Storia dell'articolo
Chiudi
Questo articolo è stato pubblicato il 19 novembre 2010 alle ore 08:09.
Sei mesi fa, all'ultimo vertice tra Stati Uniti e Unione Europea di Madrid, Barack Obama non si presentò. L'Europa si sentì snobbata dal giovane presidente e iniziò a sospettare che Obama non fosse quel gran ricucitore dei rapporti transatlantici che il mondo attendeva dopo gli otto tormentati anni di George W. Bush. Sabato, a Lisbona, Obama invece ci sarà e, per usare la celebre definizione di Bob Kagan, continuerà suo malgrado a rappresentare quella parte di mondo che proviene da Marte in un contesto europeo più decisamente ancorato a Venere.
L'impegno a ridurre le testate nucleari (trattato Start con la Russia), nonostante le scaramucce dei repubblicani al Senato, non si discosta dalle analoghe e più consistenti riduzioni post Guerra Fredda avviate da Bush senior e continuate da Bush jr.
Le sfide internazionali di Obama sono altre, a cominciare dalla questione israelo-palestinese. I dossier che dall'11 settembre in poi hanno lacerato le relazioni con la vecchia e la nuova Europa sono ancora sul tavolo: gli interventi militari in Medio Oriente, la guerra antiterrorismo, Guantanamo, i sequestri clandestini della Cia, la corte penale Onu.

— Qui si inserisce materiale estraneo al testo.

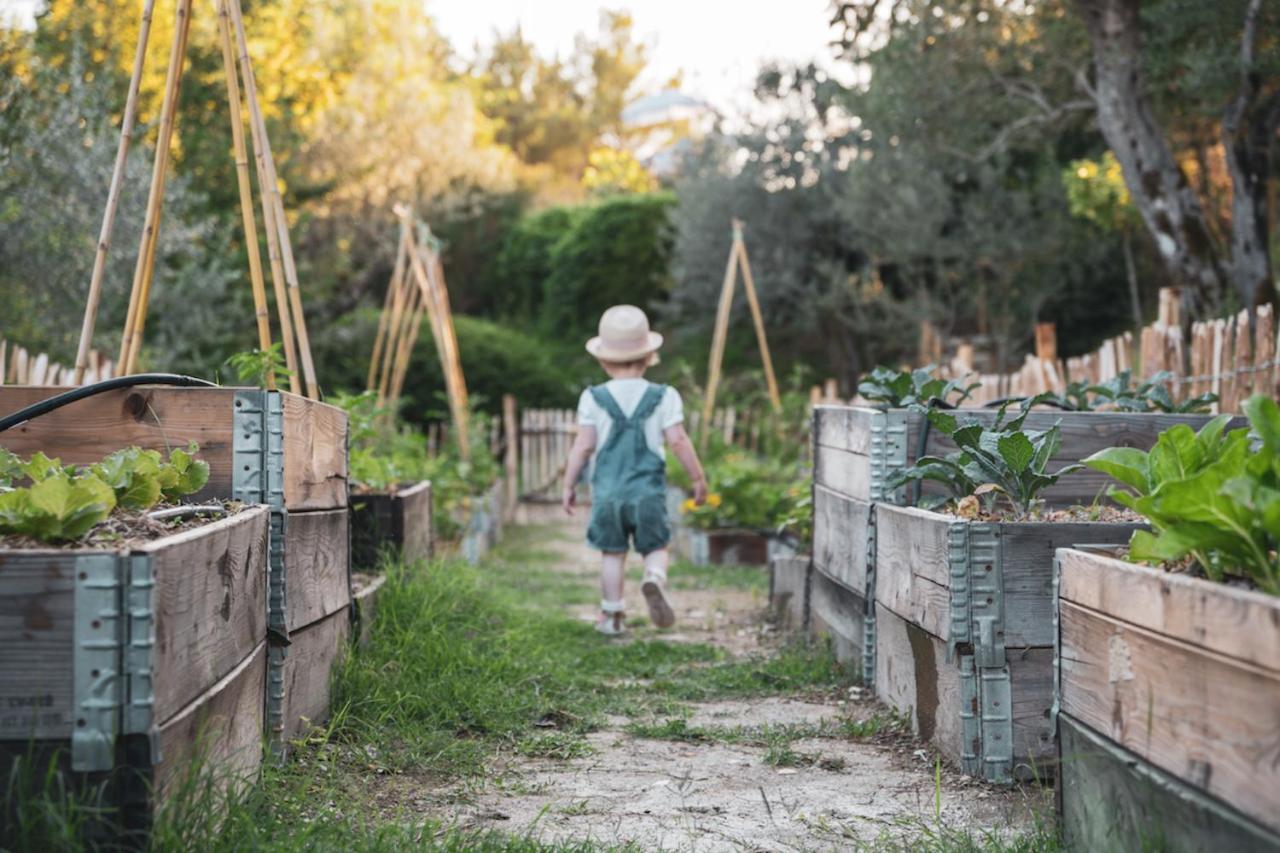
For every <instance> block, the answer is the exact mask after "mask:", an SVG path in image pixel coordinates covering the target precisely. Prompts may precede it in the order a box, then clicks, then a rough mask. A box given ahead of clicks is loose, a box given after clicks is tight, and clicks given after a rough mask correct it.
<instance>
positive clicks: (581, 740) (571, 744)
mask: <svg viewBox="0 0 1280 853" xmlns="http://www.w3.org/2000/svg"><path fill="white" fill-rule="evenodd" d="M516 752H517V753H518V754H521V756H525V757H529V758H558V760H559V761H568V760H571V758H584V757H586V756H590V754H591V753H593V752H595V749H593V748H591V744H589V743H588V742H586V740H584V739H582V738H581V736H579V735H575V734H568V733H563V731H553V733H550V734H540V735H530V736H527V738H522V739H520V740H518V742H516Z"/></svg>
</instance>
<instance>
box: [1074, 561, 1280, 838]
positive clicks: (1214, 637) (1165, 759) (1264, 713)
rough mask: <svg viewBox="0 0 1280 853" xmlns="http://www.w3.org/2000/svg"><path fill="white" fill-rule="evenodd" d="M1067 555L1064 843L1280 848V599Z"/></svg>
mask: <svg viewBox="0 0 1280 853" xmlns="http://www.w3.org/2000/svg"><path fill="white" fill-rule="evenodd" d="M1057 562H1059V571H1060V575H1059V612H1057V622H1059V631H1060V639H1059V642H1060V647H1059V656H1057V660H1059V667H1057V679H1059V685H1057V693H1059V715H1057V722H1059V733H1060V739H1061V766H1060V770H1059V772H1060V779H1061V781H1060V793H1059V809H1060V815H1061V818H1062V826H1064V831H1065V834H1066V843H1068V847H1069V848H1070V849H1082V850H1085V849H1138V848H1143V847H1147V848H1148V849H1167V850H1210V849H1219V850H1275V849H1280V758H1277V756H1280V752H1277V749H1280V598H1277V597H1274V596H1266V594H1262V593H1256V592H1249V590H1244V589H1238V588H1233V587H1228V585H1224V584H1217V583H1211V581H1207V580H1199V579H1196V578H1189V576H1185V575H1175V574H1169V573H1165V571H1160V570H1155V569H1148V567H1146V566H1137V565H1133V564H1128V562H1124V561H1121V560H1115V558H1112V557H1106V556H1101V555H1097V553H1085V552H1082V551H1071V549H1062V551H1059V555H1057Z"/></svg>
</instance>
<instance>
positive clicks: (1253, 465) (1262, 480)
mask: <svg viewBox="0 0 1280 853" xmlns="http://www.w3.org/2000/svg"><path fill="white" fill-rule="evenodd" d="M1244 414H1245V415H1247V416H1248V419H1249V425H1251V428H1252V433H1253V437H1251V430H1249V429H1235V430H1231V432H1226V424H1228V421H1229V418H1228V416H1226V415H1222V416H1219V418H1215V419H1213V420H1211V421H1210V423H1208V424H1206V425H1204V427H1203V428H1201V430H1199V433H1194V432H1192V429H1190V428H1189V427H1187V425H1184V424H1179V425H1176V427H1172V428H1170V429H1166V430H1165V432H1164V433H1161V434H1160V438H1158V439H1157V441H1156V444H1155V447H1152V448H1151V451H1146V452H1144V451H1139V450H1134V448H1132V447H1112V448H1107V450H1105V451H1100V452H1098V453H1094V455H1093V456H1091V457H1089V459H1087V460H1084V464H1085V465H1088V466H1089V467H1093V469H1096V470H1100V471H1103V473H1106V474H1108V475H1111V476H1114V478H1115V479H1117V480H1119V482H1120V483H1123V484H1124V485H1125V487H1128V488H1121V487H1112V488H1111V491H1110V494H1111V497H1112V498H1114V500H1115V501H1116V502H1117V503H1121V505H1124V506H1128V507H1130V508H1132V510H1134V511H1135V512H1139V514H1140V515H1142V516H1144V517H1146V519H1147V520H1148V521H1149V523H1151V528H1152V529H1151V532H1144V530H1139V532H1137V533H1134V535H1133V538H1132V540H1130V542H1129V558H1130V560H1133V561H1137V562H1149V564H1157V565H1158V564H1167V562H1176V561H1179V560H1184V558H1187V557H1192V558H1193V560H1194V561H1196V562H1197V564H1198V565H1199V566H1201V569H1202V570H1203V571H1204V574H1206V575H1207V576H1208V578H1211V579H1213V580H1222V579H1225V578H1226V576H1228V575H1245V576H1248V578H1249V579H1251V580H1252V581H1253V583H1254V584H1257V587H1258V588H1260V589H1263V590H1266V592H1270V593H1274V594H1280V560H1277V557H1276V551H1277V547H1280V406H1276V402H1275V401H1274V400H1271V398H1268V397H1265V396H1262V394H1257V396H1253V397H1251V398H1249V400H1248V401H1247V402H1245V403H1244Z"/></svg>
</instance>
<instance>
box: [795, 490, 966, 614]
mask: <svg viewBox="0 0 1280 853" xmlns="http://www.w3.org/2000/svg"><path fill="white" fill-rule="evenodd" d="M951 521H952V519H950V517H948V516H945V515H938V514H937V512H928V511H925V510H916V508H913V507H900V506H890V505H884V503H877V505H876V601H877V602H878V603H881V605H883V606H884V607H887V608H888V610H891V611H893V612H895V613H896V615H897V616H900V617H901V619H905V620H908V621H910V622H914V624H915V625H919V626H920V628H923V629H924V630H925V631H928V633H929V634H933V635H934V637H942V638H945V637H947V631H948V625H950V620H951V575H950V570H948V562H947V560H948V557H947V529H948V526H950V525H951ZM814 535H817V533H815V534H814Z"/></svg>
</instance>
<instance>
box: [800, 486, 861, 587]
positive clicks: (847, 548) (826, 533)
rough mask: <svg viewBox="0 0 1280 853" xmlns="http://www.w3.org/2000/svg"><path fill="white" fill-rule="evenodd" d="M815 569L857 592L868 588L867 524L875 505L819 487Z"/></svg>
mask: <svg viewBox="0 0 1280 853" xmlns="http://www.w3.org/2000/svg"><path fill="white" fill-rule="evenodd" d="M813 500H814V505H813V514H814V528H813V533H814V542H813V561H814V566H817V567H818V569H820V570H822V573H823V574H826V575H827V576H828V578H831V579H833V580H838V581H840V583H842V584H844V585H846V587H849V588H850V589H854V590H863V589H865V588H867V523H868V517H869V516H870V511H872V505H870V503H867V502H865V501H858V500H855V498H851V497H846V496H844V494H840V493H837V492H832V491H831V489H828V488H827V487H824V485H815V487H814V494H813Z"/></svg>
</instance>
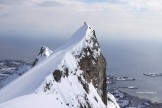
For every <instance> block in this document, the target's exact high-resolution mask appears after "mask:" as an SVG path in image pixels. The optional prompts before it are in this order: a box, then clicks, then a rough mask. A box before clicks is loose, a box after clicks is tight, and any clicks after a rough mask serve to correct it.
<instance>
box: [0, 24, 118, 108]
mask: <svg viewBox="0 0 162 108" xmlns="http://www.w3.org/2000/svg"><path fill="white" fill-rule="evenodd" d="M102 64H103V66H102ZM105 66H106V61H105V59H104V57H103V55H102V53H101V50H100V47H99V44H98V42H97V38H96V36H95V31H94V30H93V29H92V28H91V27H90V26H89V25H86V24H85V25H83V26H82V27H81V28H80V29H79V30H78V31H77V32H76V33H74V35H73V36H72V37H71V38H70V39H69V41H68V42H67V43H66V44H65V45H64V46H62V47H60V48H59V49H57V50H55V51H54V52H53V53H52V54H51V55H50V56H49V57H48V58H46V59H44V60H43V61H42V62H40V63H39V64H37V65H35V66H34V67H33V68H32V69H31V70H30V71H28V72H26V73H25V74H24V75H22V76H21V77H20V78H18V79H17V80H15V81H14V82H12V83H11V84H9V85H8V86H6V87H4V88H3V89H1V90H0V103H1V104H0V108H29V107H30V108H35V107H39V108H44V107H48V108H53V107H57V108H73V107H74V108H106V107H107V106H109V107H110V108H118V105H117V104H116V102H115V99H114V98H112V97H113V96H110V97H109V95H108V98H107V91H105V90H106V87H107V86H106V85H105V83H106V80H105V78H106V74H105V69H106V68H105ZM91 68H93V69H91ZM15 87H16V88H15ZM111 98H112V99H111ZM11 99H13V100H11ZM107 101H108V102H107ZM107 103H108V105H106V104H107Z"/></svg>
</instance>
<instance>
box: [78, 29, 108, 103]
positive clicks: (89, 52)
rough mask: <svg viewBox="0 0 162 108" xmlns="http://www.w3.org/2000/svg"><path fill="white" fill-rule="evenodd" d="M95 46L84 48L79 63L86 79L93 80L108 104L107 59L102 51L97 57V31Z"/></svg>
mask: <svg viewBox="0 0 162 108" xmlns="http://www.w3.org/2000/svg"><path fill="white" fill-rule="evenodd" d="M93 35H94V36H93V37H92V38H91V41H93V47H92V48H90V47H87V48H85V49H83V52H82V54H85V55H84V57H83V58H82V59H81V60H80V62H79V65H80V69H81V70H83V76H84V77H85V79H86V80H87V81H88V82H90V81H92V83H93V85H94V87H95V88H97V91H98V93H99V95H100V96H101V98H102V100H103V102H104V103H105V105H106V104H107V84H106V60H105V58H104V56H103V55H102V53H101V52H100V54H99V56H98V57H97V58H95V56H94V55H95V50H96V51H98V50H100V47H99V43H98V41H97V38H96V36H95V31H93ZM87 42H89V41H87Z"/></svg>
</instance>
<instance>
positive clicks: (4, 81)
mask: <svg viewBox="0 0 162 108" xmlns="http://www.w3.org/2000/svg"><path fill="white" fill-rule="evenodd" d="M30 68H31V64H30V63H26V62H25V61H22V60H10V59H6V60H0V88H2V87H4V86H5V85H7V84H8V83H10V82H11V81H13V80H14V79H16V78H17V77H19V76H21V75H22V74H24V73H25V72H26V71H28V70H29V69H30Z"/></svg>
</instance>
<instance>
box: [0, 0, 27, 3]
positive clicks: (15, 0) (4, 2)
mask: <svg viewBox="0 0 162 108" xmlns="http://www.w3.org/2000/svg"><path fill="white" fill-rule="evenodd" d="M22 1H24V0H0V4H19V3H21V2H22Z"/></svg>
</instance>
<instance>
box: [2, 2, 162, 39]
mask: <svg viewBox="0 0 162 108" xmlns="http://www.w3.org/2000/svg"><path fill="white" fill-rule="evenodd" d="M84 21H86V22H87V23H88V24H89V25H91V26H92V27H93V28H94V29H95V30H96V33H97V34H98V35H100V37H103V38H144V39H152V38H154V39H162V0H0V34H1V36H2V34H8V35H10V36H11V35H13V34H28V35H32V34H37V35H36V36H44V35H42V34H46V33H47V34H49V35H51V36H52V35H53V36H67V37H68V36H69V35H71V34H72V33H73V32H75V31H76V30H77V29H78V28H79V27H80V26H82V24H83V22H84ZM38 34H40V35H38Z"/></svg>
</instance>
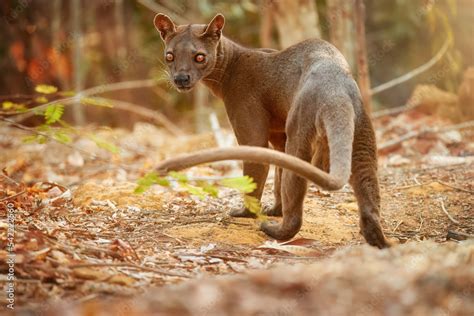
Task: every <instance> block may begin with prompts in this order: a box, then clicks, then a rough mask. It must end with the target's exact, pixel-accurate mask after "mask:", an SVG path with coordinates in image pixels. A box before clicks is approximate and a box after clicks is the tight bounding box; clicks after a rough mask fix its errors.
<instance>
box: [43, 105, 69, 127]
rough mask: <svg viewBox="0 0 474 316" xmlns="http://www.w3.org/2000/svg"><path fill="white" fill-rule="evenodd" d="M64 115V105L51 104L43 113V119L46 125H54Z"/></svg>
mask: <svg viewBox="0 0 474 316" xmlns="http://www.w3.org/2000/svg"><path fill="white" fill-rule="evenodd" d="M63 113H64V105H62V104H59V103H57V104H51V105H50V106H48V107H47V108H46V111H45V112H44V118H45V120H46V124H48V125H49V124H53V123H56V122H57V121H59V120H60V119H61V117H62V116H63Z"/></svg>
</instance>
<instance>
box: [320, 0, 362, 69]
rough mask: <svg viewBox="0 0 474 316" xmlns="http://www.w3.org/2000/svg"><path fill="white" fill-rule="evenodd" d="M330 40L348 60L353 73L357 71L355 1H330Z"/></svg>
mask: <svg viewBox="0 0 474 316" xmlns="http://www.w3.org/2000/svg"><path fill="white" fill-rule="evenodd" d="M327 5H328V14H327V15H328V27H329V40H330V42H331V43H332V44H333V45H334V46H336V47H337V48H338V49H339V50H340V51H341V53H342V54H343V55H344V57H345V58H346V60H347V62H348V63H349V65H350V66H351V69H352V71H355V69H356V63H355V59H356V54H355V50H356V49H355V46H356V44H355V42H354V40H355V32H354V21H353V17H354V5H355V1H354V0H328V1H327Z"/></svg>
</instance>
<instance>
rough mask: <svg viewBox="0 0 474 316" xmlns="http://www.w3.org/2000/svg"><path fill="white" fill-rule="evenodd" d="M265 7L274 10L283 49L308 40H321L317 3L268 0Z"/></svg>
mask: <svg viewBox="0 0 474 316" xmlns="http://www.w3.org/2000/svg"><path fill="white" fill-rule="evenodd" d="M265 6H266V7H267V8H268V9H269V10H272V13H273V18H274V21H275V25H276V27H277V30H278V34H279V41H280V47H281V48H286V47H288V46H291V45H293V44H296V43H298V42H301V41H303V40H305V39H308V38H321V30H320V28H319V18H318V13H317V8H316V3H315V1H313V0H299V1H295V0H266V1H265Z"/></svg>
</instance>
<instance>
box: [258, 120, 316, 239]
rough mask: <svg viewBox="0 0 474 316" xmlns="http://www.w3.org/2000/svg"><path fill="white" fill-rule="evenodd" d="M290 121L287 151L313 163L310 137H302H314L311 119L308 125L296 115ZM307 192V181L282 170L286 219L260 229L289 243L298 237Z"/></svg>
mask: <svg viewBox="0 0 474 316" xmlns="http://www.w3.org/2000/svg"><path fill="white" fill-rule="evenodd" d="M288 120H289V121H288V124H287V132H288V134H287V137H288V139H287V142H286V147H285V152H286V153H287V154H290V155H292V156H296V157H298V158H300V159H302V160H304V161H307V162H310V161H311V157H312V147H311V141H310V139H311V138H310V137H301V135H314V125H312V124H311V123H312V122H311V121H308V120H307V121H306V122H304V121H303V122H296V118H295V116H294V115H293V116H292V117H289V118H288ZM298 123H299V125H298V126H297V127H296V126H295V124H298ZM305 123H306V124H305ZM292 125H293V126H292ZM288 126H289V127H288ZM292 127H293V128H292ZM306 190H307V181H306V179H304V178H302V177H300V176H298V175H297V174H295V173H294V172H291V171H289V170H286V169H285V170H283V172H282V177H281V199H282V213H283V220H282V222H281V224H280V223H276V222H264V223H262V225H261V227H260V228H261V230H262V231H264V232H265V233H266V234H267V235H269V236H271V237H273V238H275V239H278V240H287V239H290V238H292V237H293V236H294V235H296V233H298V231H299V230H300V228H301V224H302V222H303V202H304V198H305V195H306Z"/></svg>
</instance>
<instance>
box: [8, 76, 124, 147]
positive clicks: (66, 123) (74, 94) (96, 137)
mask: <svg viewBox="0 0 474 316" xmlns="http://www.w3.org/2000/svg"><path fill="white" fill-rule="evenodd" d="M35 91H36V92H37V93H39V94H40V95H39V96H32V98H31V100H30V101H28V102H26V104H28V105H29V108H28V107H27V106H26V104H19V103H15V102H12V101H4V102H2V104H1V110H2V112H0V114H1V113H8V114H22V113H25V112H32V113H34V114H35V115H37V116H41V117H42V118H43V120H44V121H43V123H42V124H40V125H39V126H36V127H34V128H28V130H30V131H31V132H32V133H34V135H30V136H26V137H24V138H23V142H25V143H39V144H44V143H46V142H48V140H55V141H57V142H60V143H63V144H68V143H71V142H72V136H73V135H81V136H85V137H87V138H89V139H90V140H92V141H93V142H94V143H95V144H96V145H97V147H99V148H102V149H105V150H107V151H109V152H111V153H113V154H117V153H119V152H120V149H119V148H118V147H117V146H115V145H114V144H111V143H109V142H107V141H105V140H103V139H101V138H100V137H97V136H96V135H93V134H90V133H84V132H82V131H80V130H78V129H77V128H75V127H73V126H71V125H69V124H67V123H66V122H65V121H64V120H63V119H62V118H63V115H64V112H65V109H66V107H65V105H64V104H63V103H61V100H58V101H52V102H50V100H49V98H50V97H51V96H52V97H54V96H59V97H74V96H76V93H75V92H73V91H63V92H61V91H58V88H57V87H55V86H51V85H45V84H41V85H38V86H36V87H35ZM48 102H50V103H48ZM80 103H81V104H83V105H90V106H100V107H113V106H112V104H110V103H108V102H106V101H104V100H102V99H101V98H94V97H82V98H81V99H80Z"/></svg>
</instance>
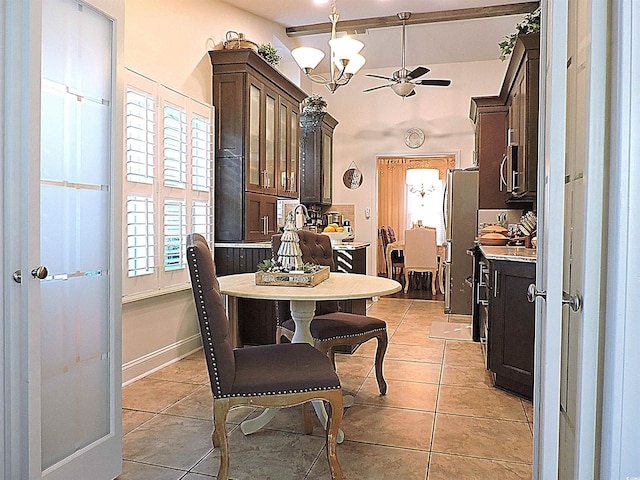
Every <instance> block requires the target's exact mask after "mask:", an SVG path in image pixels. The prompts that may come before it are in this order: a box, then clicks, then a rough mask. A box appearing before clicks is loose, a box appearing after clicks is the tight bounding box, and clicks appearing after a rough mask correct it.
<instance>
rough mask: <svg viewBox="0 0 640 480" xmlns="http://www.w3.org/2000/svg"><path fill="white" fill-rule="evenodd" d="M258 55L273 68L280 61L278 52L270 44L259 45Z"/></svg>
mask: <svg viewBox="0 0 640 480" xmlns="http://www.w3.org/2000/svg"><path fill="white" fill-rule="evenodd" d="M258 55H260V56H261V57H262V58H264V59H265V60H266V61H267V62H268V63H270V64H271V65H274V66H275V65H278V64H279V63H280V60H281V57H280V55H278V50H277V49H276V47H274V46H273V45H271V44H270V43H263V44H262V45H260V46H259V47H258Z"/></svg>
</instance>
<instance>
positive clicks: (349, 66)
mask: <svg viewBox="0 0 640 480" xmlns="http://www.w3.org/2000/svg"><path fill="white" fill-rule="evenodd" d="M365 62H366V60H365V58H364V57H363V56H362V55H359V54H355V55H354V56H353V57H351V59H349V63H347V66H346V68H345V70H344V73H345V74H347V75H352V76H353V75H355V74H356V73H358V70H360V69H361V68H362V67H363V66H364V63H365ZM335 64H336V65H337V66H338V68H342V67H343V64H342V62H341V61H339V60H336V62H335Z"/></svg>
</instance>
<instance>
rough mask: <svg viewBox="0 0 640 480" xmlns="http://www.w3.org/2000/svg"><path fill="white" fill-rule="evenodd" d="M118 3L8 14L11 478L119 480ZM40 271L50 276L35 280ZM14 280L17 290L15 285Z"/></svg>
mask: <svg viewBox="0 0 640 480" xmlns="http://www.w3.org/2000/svg"><path fill="white" fill-rule="evenodd" d="M119 3H121V2H115V1H111V0H92V1H90V2H88V3H79V2H77V1H73V0H9V2H8V4H9V7H8V9H6V10H3V12H4V13H5V14H7V17H6V19H5V17H4V15H3V16H2V20H1V21H2V22H3V25H2V29H3V33H4V32H6V38H10V39H11V42H9V43H10V47H9V45H7V44H4V43H2V42H0V48H1V49H2V52H1V53H2V56H3V58H5V59H7V61H6V62H5V69H6V71H7V75H6V76H4V78H3V79H1V80H0V86H2V87H3V88H2V91H3V93H4V92H10V93H8V95H10V98H11V105H10V107H9V108H6V109H4V108H3V111H2V116H1V117H0V120H2V121H0V125H1V126H3V127H4V132H3V133H4V134H5V135H6V137H7V138H11V150H10V151H11V153H12V157H11V169H10V170H7V171H8V172H10V175H9V176H8V177H6V178H4V177H3V178H2V185H3V192H7V194H6V195H5V196H4V198H5V199H6V200H7V203H6V204H3V205H2V207H3V223H5V222H6V224H5V225H6V226H7V230H6V231H5V232H4V233H6V232H11V235H10V236H7V235H5V236H4V237H3V240H5V239H8V240H9V241H8V242H7V244H6V247H7V248H6V249H3V250H4V251H5V253H6V254H7V257H6V258H7V259H11V261H10V263H7V264H5V265H4V266H3V267H4V268H3V272H4V273H5V275H4V277H5V278H4V280H5V283H4V287H5V288H4V289H3V298H4V300H5V302H6V303H5V308H4V312H3V313H4V314H5V315H4V316H3V319H4V329H3V331H5V332H8V337H10V338H11V341H10V342H3V344H4V345H5V346H7V345H8V346H9V351H8V352H5V353H4V355H3V359H11V361H10V363H8V364H7V365H6V368H5V369H4V373H5V375H4V379H5V382H4V385H3V387H4V388H3V393H4V395H3V399H4V403H3V405H7V406H8V405H11V407H9V408H4V409H3V411H4V412H5V413H8V416H6V417H4V416H3V417H2V419H3V422H2V423H3V425H4V426H5V428H4V437H3V442H2V447H3V448H2V450H3V452H4V457H3V458H4V462H2V465H3V470H2V475H0V476H2V477H3V478H11V479H14V478H15V479H22V478H25V479H26V478H29V479H36V478H46V479H50V480H58V479H65V480H80V479H82V480H84V479H87V478H92V479H97V480H102V479H104V480H109V479H112V478H114V477H115V476H117V475H118V474H119V472H120V469H121V460H122V455H121V441H122V436H121V400H120V397H121V369H122V365H121V353H120V352H121V338H120V331H121V327H120V324H121V286H120V285H121V282H120V278H121V277H120V268H121V267H120V265H121V261H120V258H121V257H120V255H121V252H120V248H119V245H120V228H121V227H120V224H121V214H120V211H121V208H120V202H121V200H120V198H121V187H120V185H119V181H120V179H121V166H120V165H121V161H122V160H121V153H120V152H121V142H122V140H121V135H120V132H121V131H122V130H121V118H122V101H121V98H120V97H121V93H119V92H118V89H117V88H116V72H117V71H118V68H119V67H118V64H117V62H116V58H118V57H117V52H119V51H121V50H122V45H123V43H122V33H123V32H122V28H119V27H118V26H117V24H118V20H117V19H120V20H121V19H123V18H124V6H123V5H122V4H119ZM91 4H94V6H97V8H94V6H91ZM95 4H98V5H95ZM5 5H7V3H6V2H5ZM120 27H121V25H120ZM25 32H28V35H25ZM5 79H7V82H6V83H4V81H5ZM5 89H6V90H5ZM5 98H6V97H5ZM4 159H5V157H3V160H4ZM39 265H44V266H45V267H46V268H47V269H48V273H47V274H46V276H45V275H43V276H42V277H40V278H35V277H34V276H33V275H32V274H31V270H32V269H34V268H35V267H38V266H39ZM7 269H8V270H9V272H14V271H15V272H21V279H20V281H11V282H10V285H7V283H6V279H7ZM7 312H10V314H9V315H8V316H7V315H6V314H7ZM3 366H5V364H4V363H3Z"/></svg>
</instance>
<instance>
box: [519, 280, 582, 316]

La data del ritiro dall'Afghanistan non è più il 2011, come aveva lasciato intendere la Casa Bianca al momento del surge che ha triplicato il numero delle truppe americane. Ora Obama ha il problema di ritardare, se non di evitare, la pericolosa smobilitazione di quasi tutti i paesi alleati (Gran Bretagna e Italia escluse). Il summit dell'Alleanza atlantica di Lisbona sancirà l'impegno a restare a Kabul fino al 2014, ma tra gli uomini Nato in Afghanistan c'è chi spiega che la data «non è garantita». La transizione potrebbe continuare ancora «nel 2015, oppure oltre». Obama, inoltre, ha esteso la guerra al Pakistan, sul cui confine negli ultimi 10 giorni i droni Cia hanno lanciato cinque missili che hanno ucciso 44 talebani.
L'agenda di politica estera non è tra le più semplici per un presidente che cerca un successo internazionale per compensare la sconfitta di metà mandato e dedicarsi interamente all'economia per recuperare consenso interno. Obama pensava di riuscirci con il viaggio in Asia, iniziato il giorno successivo alle elezioni di metà mandato. Ma quella visita, con l'eccezione del consolidamento dei rapporti con l'India, è stata un semi-fallimento per il rifiuto del G-20 di accogliere la sua proposta di premere sulla Cina perché rivaluti lo yuan, per il rimbrotto alla politica monetaria volatile della Federal Reserve e per il mancato accordo di libero scambio con la Corea del Sud.